Tuesday, 4 February 2014

North American Free Trade Agreement


North American Free Trade Agreement (NAFTA), pact that calls for the gradual removal of tariffs and other trade barriers on most goods produced and sold in North America. NAFTA became effective in Canada, Mexico, and the United States on January 1, 1994. NAFTA forms the world’s second largest free-trade zone, bringing together 365 million consumers in Canada, Mexico, and the United States in an open market. The largest free-trade zone is the European Economic Area (which includes the members of the European Union and the European Free Trade Association), which also became effective in 1994.
NAFTA was built upon a 1989 trade agreement between the United States and Canada that eliminated or reduced many tariffs between the two countries. NAFTA called for immediately eliminating duties on half of all U.S. goods shipped to Mexico and gradually phasing out other tariffs over a period of about 14 years. Restrictions were to be removed from many categories, including motor vehicles and automotive parts, computers, textiles, and agriculture. The treaty also protected intellectual property rights (patents, copyrights, and trademarks) and outlined the removal of restrictions on investment among the three countries. Provisions regarding worker and environmental protection were added later as a result of supplemental agreements signed in 1993.

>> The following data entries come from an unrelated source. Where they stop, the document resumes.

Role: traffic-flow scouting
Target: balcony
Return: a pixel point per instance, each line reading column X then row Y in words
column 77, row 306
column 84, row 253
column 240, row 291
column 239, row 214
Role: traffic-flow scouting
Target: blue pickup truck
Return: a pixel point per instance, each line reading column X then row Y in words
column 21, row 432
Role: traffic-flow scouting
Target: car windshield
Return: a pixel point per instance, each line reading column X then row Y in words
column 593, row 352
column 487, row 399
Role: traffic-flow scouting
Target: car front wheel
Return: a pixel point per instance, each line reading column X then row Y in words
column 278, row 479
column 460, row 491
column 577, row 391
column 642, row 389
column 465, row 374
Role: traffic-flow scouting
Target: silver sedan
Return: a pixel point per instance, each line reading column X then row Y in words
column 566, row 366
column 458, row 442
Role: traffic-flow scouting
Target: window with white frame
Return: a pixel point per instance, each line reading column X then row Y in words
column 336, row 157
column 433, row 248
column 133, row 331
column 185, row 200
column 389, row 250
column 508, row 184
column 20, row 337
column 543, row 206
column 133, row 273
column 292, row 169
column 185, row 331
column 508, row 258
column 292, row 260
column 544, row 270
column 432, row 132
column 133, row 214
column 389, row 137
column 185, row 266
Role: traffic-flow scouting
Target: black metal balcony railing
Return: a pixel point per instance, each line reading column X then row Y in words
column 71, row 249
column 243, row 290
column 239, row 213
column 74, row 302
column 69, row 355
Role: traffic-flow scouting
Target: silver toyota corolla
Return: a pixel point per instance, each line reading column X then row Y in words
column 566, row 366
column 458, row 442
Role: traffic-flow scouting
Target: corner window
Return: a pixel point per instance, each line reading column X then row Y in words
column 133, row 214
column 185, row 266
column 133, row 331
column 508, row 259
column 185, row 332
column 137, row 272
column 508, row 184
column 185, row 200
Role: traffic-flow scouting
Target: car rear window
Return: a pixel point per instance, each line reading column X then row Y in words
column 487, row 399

In December 1992 NAFTA was signed by the leaders of the three countries—Brian Mulroney of Canada, Carlos Salinas de Gortari of Mexico, and George H. W. Bush of the United States. Despite approval from national leaders, the agreement would not be made effective until the legislatures in all three countries had also voted to accept it. In the United States, the debate over NAFTA divided members of both the Democratic and Republican parties and ignited fierce opposition from environmental and labor groups. Many feared that jobs would be lost because the agreement would facilitate the movement of U.S. production plants to Mexico, where plants could take advantage of cheaper labor and lax enforcement of environmental and workers’ rights laws. Environmental groups were concerned that pollution and food safety controls would be more difficult to enforce and could be challenged and eliminated on the grounds that they were trade barriers. In response to these concerns, two supplemental agreements were added to the formal treaty; one addressed labor issues and the other environmental issues. The Congress of the United States narrowly approved NAFTA in November 1993, during the term of President Bill Clinton.

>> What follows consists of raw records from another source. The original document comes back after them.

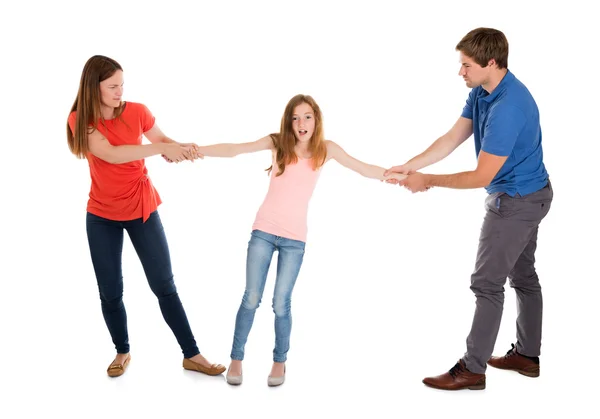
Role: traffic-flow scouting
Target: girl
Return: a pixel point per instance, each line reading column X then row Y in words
column 108, row 133
column 298, row 153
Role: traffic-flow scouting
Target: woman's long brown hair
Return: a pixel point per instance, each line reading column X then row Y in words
column 88, row 104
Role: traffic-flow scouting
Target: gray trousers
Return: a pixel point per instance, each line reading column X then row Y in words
column 506, row 249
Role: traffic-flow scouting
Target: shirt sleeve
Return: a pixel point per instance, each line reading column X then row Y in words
column 468, row 109
column 147, row 119
column 503, row 127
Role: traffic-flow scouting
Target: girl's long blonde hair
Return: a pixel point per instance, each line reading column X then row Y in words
column 285, row 140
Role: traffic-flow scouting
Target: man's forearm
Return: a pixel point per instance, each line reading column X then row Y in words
column 463, row 180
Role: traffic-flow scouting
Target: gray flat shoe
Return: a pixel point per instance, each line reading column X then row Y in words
column 276, row 381
column 235, row 380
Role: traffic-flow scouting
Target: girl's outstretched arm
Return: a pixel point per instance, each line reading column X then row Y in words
column 234, row 149
column 337, row 153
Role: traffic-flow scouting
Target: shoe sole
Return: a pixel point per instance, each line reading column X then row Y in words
column 531, row 374
column 475, row 387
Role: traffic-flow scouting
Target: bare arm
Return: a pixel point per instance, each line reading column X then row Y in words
column 337, row 153
column 101, row 148
column 234, row 149
column 155, row 135
column 488, row 165
column 441, row 148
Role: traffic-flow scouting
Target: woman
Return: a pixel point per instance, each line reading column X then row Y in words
column 108, row 133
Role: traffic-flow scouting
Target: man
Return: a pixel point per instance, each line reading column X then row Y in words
column 504, row 118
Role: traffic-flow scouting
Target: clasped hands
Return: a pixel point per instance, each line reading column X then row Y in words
column 178, row 152
column 409, row 178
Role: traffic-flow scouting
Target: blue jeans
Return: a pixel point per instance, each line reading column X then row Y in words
column 260, row 252
column 105, row 238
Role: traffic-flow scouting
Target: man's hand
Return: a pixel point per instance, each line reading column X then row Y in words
column 415, row 182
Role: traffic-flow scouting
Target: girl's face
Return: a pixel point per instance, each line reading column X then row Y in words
column 111, row 90
column 303, row 122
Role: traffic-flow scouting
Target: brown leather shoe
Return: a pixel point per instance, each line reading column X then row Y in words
column 215, row 369
column 458, row 378
column 516, row 362
column 116, row 370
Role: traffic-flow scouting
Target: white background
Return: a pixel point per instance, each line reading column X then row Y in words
column 383, row 297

The most innovative yet controversial aspects of NAFTA are its environmental provisions, which are included in the agreement itself as well as in a separate Supplementary Agreement on the Environment. These provisions make NAFTA the most environmentally conscious trade agreement ever negotiated. The Supplementary Agreement established a Commission on Environmental Cooperation (CEC), composed of senior environmental officials from each North American country. All three countries are prohibited from relaxing their environmental regulations in order to attract additional investment, and both citizens and governments are permitted to file complaints with the commission if they believe that a country is not enforcing its own environmental laws.

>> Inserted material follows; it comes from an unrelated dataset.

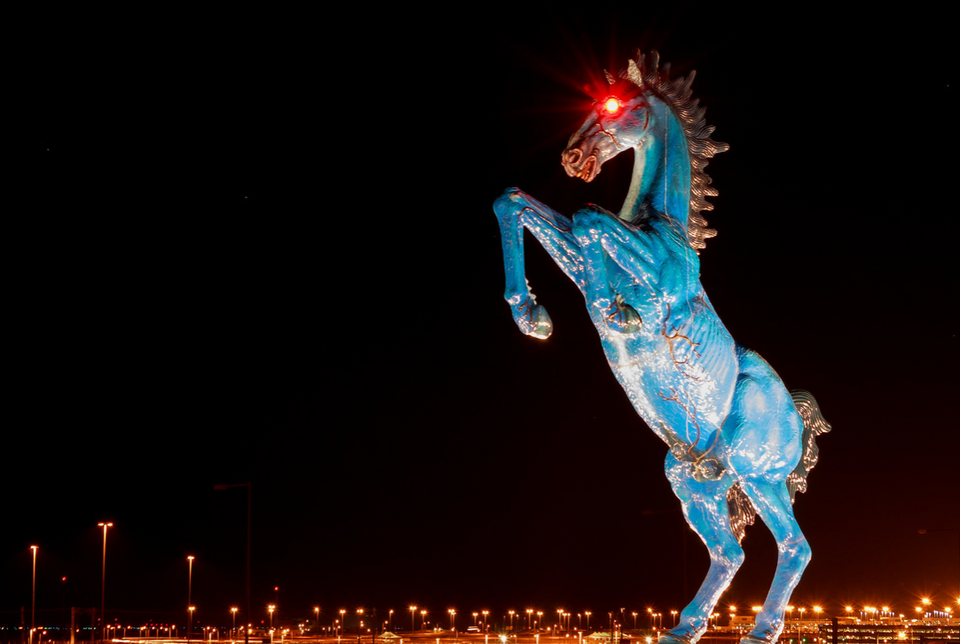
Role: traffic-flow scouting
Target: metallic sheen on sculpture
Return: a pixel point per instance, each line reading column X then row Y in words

NAFTA’s environmental impact has been mixed. On the one hand the CEC created an action plan to phase out four dangerous pollutants in North America and established systems to improve the monitoring of various measures of environmental quality. It has also investigated a number of complaints, but the results have been inconclusive. There has been measurable improvement in the enforcement of environmental laws in Mexico, but that country’s economic problems have made it difficult for many smaller firms to improve their environmental performance. As a result both air and water pollution remain serious problems in Mexico. NAFTA’s most conspicuous failure has been the lack of significant improvement in environmental conditions along the Mexican-American border, in large measure due to the unwillingness or inability of the American and Mexican governments to devote adequate financial resources to address this critical challenge. On balance, American environmentalists have been disappointed by the impact of NAFTA’s “green” provisions.
Formal negotiations to expand NAFTA to include Chile began in 1995, but the administration of President Bill Clinton was unable to conclude them. Shortly after assuming office in January 2001, President George W. Bush announced his support for the creation of a “Free Trade Area of the Americas” that would include virtually all countries in the Western Hemisphere. Many trade experts believe that such an agreement is likely to prove difficult to negotiate.